2. The method of claim 1 , wherein said predetermined condition is satisfied if said oldest entry has been stored in the buffer for a predetermined number of write cycles.
3. The method of claim 2 , wherein said predetermined number of write cycles is dynamically adjustable based on a number of unused locations available in the buffer.
4. The method of claim 2 , wherein said predetermined condition is satisfied if an entry in the buffer requires expedited forwarding to said another level of cache.
5. The method of claim 4 , wherein said predetermined condition is satisfied if the buffer contains a predetermined threshold number of entries.
6. The method of claim 1 , wherein said predetermined condition is satisfied if a predetermined number of write cycles have occurred since an entry was last output from the buffer.
7. The method of claim 2 , wherein said predetermined condition is satisfied if the buffer contains a predetermined threshold number of entries.
8. The method of claim 1 , wherein said predetermined condition is satisfied if the buffer contains a predetermined threshold number of entries.

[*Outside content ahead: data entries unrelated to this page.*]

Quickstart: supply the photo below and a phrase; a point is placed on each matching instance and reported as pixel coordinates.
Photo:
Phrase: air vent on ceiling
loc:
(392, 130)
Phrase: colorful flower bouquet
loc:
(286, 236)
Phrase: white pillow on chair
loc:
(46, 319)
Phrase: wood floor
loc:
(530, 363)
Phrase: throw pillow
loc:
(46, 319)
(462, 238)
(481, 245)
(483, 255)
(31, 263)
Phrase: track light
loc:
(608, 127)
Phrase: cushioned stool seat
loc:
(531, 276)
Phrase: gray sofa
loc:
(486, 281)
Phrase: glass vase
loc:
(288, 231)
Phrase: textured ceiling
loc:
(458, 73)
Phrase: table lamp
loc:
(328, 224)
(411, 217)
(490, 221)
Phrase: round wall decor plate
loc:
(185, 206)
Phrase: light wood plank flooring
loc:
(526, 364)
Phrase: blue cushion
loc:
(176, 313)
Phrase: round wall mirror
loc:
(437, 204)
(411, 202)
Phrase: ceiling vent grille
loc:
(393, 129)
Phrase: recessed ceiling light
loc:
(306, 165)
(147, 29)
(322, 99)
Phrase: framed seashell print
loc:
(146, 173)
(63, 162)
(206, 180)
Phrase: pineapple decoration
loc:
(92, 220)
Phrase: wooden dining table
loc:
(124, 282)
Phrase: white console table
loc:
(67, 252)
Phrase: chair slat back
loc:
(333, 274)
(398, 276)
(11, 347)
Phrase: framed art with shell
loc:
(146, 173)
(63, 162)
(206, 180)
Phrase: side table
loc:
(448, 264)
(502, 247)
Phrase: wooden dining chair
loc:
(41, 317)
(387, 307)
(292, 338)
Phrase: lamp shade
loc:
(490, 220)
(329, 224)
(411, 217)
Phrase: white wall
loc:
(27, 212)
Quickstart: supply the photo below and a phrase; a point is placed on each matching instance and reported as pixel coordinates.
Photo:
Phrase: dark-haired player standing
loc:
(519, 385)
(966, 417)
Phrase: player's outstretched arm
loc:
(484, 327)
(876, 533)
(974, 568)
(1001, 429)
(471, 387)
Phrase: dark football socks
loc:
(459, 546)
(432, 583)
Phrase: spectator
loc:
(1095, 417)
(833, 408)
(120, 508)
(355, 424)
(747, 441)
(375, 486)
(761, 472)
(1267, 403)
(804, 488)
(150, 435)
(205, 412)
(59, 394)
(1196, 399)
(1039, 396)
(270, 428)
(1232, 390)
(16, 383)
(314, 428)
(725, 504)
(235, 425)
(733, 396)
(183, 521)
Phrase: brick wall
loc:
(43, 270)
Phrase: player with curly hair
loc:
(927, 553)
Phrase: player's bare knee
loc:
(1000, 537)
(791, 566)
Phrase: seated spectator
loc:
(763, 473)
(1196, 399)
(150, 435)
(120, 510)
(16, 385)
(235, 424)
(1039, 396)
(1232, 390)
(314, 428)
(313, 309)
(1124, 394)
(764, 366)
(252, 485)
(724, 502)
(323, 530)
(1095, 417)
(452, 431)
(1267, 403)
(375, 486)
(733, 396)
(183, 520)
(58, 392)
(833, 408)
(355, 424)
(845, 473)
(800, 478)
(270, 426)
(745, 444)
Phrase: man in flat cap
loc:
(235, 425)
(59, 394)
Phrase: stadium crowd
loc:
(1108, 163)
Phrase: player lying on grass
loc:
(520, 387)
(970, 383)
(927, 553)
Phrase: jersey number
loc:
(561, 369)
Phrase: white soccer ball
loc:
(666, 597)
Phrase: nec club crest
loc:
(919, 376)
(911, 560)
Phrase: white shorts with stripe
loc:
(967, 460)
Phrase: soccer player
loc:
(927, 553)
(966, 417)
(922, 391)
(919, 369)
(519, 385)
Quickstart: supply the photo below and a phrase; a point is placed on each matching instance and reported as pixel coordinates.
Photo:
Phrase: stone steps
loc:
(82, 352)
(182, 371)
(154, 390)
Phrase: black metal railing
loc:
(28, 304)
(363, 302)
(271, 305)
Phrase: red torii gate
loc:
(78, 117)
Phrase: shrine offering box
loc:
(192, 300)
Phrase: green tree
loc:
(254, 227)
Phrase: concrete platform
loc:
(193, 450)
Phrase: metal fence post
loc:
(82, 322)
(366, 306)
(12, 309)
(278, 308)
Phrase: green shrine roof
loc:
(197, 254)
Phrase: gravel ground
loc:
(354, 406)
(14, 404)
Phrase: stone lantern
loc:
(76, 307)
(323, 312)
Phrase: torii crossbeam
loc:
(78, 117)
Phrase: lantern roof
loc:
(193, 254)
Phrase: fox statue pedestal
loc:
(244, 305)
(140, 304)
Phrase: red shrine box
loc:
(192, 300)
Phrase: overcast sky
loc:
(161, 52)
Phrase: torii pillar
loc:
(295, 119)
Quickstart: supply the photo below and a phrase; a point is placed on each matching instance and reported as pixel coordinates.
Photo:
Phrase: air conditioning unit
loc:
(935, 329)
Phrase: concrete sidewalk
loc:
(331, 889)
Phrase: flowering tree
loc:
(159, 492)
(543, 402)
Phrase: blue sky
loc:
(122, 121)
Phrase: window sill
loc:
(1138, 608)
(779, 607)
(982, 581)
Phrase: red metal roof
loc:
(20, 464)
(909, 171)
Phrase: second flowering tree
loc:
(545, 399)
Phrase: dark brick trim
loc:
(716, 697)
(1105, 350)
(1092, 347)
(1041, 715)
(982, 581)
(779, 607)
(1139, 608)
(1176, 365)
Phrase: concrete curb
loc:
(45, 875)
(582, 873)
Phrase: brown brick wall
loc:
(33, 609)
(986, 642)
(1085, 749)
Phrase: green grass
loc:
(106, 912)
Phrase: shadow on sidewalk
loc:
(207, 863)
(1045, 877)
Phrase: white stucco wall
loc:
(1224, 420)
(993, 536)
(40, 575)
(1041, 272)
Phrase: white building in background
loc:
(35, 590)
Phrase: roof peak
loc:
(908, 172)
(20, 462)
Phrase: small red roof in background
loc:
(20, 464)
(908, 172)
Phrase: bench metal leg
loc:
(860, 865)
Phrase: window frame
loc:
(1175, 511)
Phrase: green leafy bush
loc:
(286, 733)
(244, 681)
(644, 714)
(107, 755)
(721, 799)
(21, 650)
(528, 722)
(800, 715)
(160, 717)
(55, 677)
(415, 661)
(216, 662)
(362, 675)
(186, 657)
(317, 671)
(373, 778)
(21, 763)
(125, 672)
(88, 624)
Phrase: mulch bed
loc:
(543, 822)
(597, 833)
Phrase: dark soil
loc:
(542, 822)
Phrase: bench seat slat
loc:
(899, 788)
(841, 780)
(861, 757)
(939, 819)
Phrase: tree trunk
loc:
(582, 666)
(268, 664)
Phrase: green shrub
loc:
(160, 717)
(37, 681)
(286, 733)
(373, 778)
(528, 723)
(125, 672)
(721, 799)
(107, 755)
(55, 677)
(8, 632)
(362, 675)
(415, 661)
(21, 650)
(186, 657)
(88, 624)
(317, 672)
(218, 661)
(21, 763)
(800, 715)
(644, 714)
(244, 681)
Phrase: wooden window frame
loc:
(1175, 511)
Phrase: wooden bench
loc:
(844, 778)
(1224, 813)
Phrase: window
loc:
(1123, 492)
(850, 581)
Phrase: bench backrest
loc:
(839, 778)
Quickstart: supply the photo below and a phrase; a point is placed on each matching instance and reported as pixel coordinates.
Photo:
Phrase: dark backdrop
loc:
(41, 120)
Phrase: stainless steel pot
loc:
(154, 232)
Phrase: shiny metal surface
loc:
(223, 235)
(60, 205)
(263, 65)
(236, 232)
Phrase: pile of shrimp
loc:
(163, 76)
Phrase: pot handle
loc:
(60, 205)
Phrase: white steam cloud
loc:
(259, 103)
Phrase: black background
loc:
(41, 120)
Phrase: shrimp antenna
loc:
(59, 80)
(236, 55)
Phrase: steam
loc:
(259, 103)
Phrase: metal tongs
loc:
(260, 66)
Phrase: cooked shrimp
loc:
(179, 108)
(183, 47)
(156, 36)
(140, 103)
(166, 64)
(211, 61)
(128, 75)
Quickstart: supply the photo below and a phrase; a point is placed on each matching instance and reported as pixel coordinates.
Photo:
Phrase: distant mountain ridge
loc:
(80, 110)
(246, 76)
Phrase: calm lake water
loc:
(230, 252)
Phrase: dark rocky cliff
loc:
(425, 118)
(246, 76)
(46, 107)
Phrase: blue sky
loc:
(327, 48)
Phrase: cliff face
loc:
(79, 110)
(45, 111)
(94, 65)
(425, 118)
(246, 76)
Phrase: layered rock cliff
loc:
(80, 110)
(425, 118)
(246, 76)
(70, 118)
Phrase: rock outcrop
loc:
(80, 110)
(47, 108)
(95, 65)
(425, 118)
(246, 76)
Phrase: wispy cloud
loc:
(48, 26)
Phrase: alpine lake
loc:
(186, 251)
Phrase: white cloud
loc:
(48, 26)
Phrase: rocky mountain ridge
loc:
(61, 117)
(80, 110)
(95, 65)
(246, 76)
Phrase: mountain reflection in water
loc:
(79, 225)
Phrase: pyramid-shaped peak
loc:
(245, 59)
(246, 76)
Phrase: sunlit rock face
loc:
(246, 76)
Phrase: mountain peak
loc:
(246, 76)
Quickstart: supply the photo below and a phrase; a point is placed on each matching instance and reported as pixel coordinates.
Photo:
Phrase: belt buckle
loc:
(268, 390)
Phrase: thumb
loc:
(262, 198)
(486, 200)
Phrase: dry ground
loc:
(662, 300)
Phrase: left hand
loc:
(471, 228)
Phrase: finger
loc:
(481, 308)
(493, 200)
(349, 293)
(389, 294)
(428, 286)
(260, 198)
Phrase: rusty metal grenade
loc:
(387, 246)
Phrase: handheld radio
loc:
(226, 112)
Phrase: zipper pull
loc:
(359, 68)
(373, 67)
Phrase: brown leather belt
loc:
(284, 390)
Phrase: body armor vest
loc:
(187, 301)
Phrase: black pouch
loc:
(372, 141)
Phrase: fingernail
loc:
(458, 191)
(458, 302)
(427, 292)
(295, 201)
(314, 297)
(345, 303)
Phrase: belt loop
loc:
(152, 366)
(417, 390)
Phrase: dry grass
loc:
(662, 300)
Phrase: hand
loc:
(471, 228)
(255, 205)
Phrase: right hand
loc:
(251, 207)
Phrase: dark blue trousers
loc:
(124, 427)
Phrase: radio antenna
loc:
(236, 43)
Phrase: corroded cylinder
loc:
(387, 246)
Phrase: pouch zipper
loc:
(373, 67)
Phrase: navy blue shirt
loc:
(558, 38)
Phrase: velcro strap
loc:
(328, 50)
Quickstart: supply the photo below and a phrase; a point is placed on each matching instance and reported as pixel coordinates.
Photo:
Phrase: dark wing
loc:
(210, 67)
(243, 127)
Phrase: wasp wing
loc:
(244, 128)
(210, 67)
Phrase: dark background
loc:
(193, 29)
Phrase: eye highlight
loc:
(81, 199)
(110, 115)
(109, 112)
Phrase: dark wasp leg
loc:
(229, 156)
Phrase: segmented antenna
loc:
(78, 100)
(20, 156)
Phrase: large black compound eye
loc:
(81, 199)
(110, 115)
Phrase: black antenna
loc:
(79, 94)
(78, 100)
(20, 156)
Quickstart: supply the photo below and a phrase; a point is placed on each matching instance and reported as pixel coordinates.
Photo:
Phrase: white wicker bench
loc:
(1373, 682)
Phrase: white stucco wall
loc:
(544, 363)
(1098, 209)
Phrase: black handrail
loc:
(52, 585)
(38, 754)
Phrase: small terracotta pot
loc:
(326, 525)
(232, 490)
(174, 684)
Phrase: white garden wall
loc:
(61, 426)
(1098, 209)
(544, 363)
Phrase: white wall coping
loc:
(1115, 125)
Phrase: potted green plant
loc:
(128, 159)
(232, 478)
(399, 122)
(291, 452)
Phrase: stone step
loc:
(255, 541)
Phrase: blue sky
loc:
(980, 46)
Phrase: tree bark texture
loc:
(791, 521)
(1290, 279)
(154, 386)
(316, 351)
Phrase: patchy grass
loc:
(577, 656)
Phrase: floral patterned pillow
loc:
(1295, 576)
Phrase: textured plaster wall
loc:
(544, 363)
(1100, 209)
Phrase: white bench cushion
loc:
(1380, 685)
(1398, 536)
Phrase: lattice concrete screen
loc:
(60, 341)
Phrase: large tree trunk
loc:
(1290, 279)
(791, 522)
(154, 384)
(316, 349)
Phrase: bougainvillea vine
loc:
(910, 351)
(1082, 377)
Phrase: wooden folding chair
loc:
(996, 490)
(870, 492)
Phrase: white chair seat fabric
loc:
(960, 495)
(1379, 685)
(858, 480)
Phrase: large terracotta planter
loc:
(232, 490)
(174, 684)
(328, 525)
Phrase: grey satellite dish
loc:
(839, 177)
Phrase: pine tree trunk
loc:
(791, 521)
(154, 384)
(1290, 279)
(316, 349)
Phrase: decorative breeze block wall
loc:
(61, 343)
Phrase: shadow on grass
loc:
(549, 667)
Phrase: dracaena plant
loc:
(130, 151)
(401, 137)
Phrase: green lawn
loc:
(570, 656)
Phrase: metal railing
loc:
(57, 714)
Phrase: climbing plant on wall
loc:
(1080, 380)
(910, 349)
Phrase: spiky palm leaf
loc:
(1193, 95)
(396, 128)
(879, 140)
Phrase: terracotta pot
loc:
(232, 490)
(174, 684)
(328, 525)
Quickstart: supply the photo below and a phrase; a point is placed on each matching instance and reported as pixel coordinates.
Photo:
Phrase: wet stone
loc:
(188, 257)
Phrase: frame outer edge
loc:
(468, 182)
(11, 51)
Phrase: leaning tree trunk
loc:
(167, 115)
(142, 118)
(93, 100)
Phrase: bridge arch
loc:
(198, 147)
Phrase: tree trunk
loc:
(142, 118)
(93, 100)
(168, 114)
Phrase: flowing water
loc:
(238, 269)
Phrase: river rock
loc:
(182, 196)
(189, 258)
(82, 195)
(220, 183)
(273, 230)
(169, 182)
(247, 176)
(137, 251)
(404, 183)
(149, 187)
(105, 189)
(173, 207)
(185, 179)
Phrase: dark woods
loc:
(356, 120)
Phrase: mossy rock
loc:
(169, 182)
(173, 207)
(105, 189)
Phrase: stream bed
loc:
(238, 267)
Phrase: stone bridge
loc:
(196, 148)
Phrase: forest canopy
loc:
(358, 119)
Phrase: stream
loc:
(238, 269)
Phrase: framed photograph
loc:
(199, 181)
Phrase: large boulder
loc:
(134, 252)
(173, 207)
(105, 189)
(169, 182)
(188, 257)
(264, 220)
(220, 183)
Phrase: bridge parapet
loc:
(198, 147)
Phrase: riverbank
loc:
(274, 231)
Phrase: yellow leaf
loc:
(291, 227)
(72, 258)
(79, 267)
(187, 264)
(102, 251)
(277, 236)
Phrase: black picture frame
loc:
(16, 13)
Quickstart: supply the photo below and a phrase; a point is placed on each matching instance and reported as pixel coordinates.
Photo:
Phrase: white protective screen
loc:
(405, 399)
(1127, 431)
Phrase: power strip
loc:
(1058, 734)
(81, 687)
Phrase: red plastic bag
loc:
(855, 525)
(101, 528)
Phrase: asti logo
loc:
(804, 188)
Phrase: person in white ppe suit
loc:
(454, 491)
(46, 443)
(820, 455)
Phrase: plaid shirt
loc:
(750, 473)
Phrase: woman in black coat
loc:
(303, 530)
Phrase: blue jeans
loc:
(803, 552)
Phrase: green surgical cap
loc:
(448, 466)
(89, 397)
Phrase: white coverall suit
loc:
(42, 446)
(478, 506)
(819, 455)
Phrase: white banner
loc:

9. The method of claim 1 , wherein said predetermined condition is satisfied if an entry in the buffer requires expedited forwarding to said another level of cache.
10. The method of claim 9 , wherein said predetermined condition is satisfied if the buffer contains a predetermined threshold number of entries.
11. A cache controller apparatus, comprising:
a buffer configured to store write-miss entries associated with one level of a cache for subsequent forwarding to another level of the cache; and
a buffer controller coupled to said buffer and configured to determine whether a predetermined condition is satisfied, and to output an oldest entry from said buffer only in response to a determination that said predetermined condition is satisfied;
wherein posting of a new entry to said buffer is insufficient to satisfy said predetermined condition.
12. The apparatus of claim 11 , wherein said predetermined condition is satisfied if said oldest entry has been stored in the buffer for a predetermined number of write cycles.
13. The apparatus of claim 12 , wherein said predetermined condition is satisfied if an entry in the buffer requires expedited forwarding to said another level of cache.
14. The apparatus of claim 13 , wherein said predetermined condition is satisfied if the buffer contains a predetermined threshold number of entries.
15. The apparatus of claim 12 , wherein said predetermined condition is satisfied if the buffer contains a predetermined threshold number of entries.
16. The apparatus of claim 11 , wherein said predetermined condition is satisfied if the buffer contains a predetermined threshold number of entries.
17. The apparatus of claim 11 , wherein said predetermined condition is satisfied if an entry in the buffer requires expedited forwarding to said another level of cache.
18. The apparatus of claim 17 , wherein said predetermined condition is satisfied if the buffer contains a predetermined threshold number of entries.
19. A data processing system, comprising:
a data processing resource; and
multilevel cache architecture coupled to said data processing resource, and having a cache controller that includes a buffer configured to store write-miss entries associated with one level of a cache for subsequent forwarding to another level of the cache;
wherein said cache controller includes a buffer controller coupled to said buffer and configured to determine whether a predetermined condition is satisfied, and to output an oldest entry from said buffer only in response to a determination that said predetermined condition is satisfied; and
wherein posting of a new entry to said buffer is insufficient to satisfy said predetermined condition.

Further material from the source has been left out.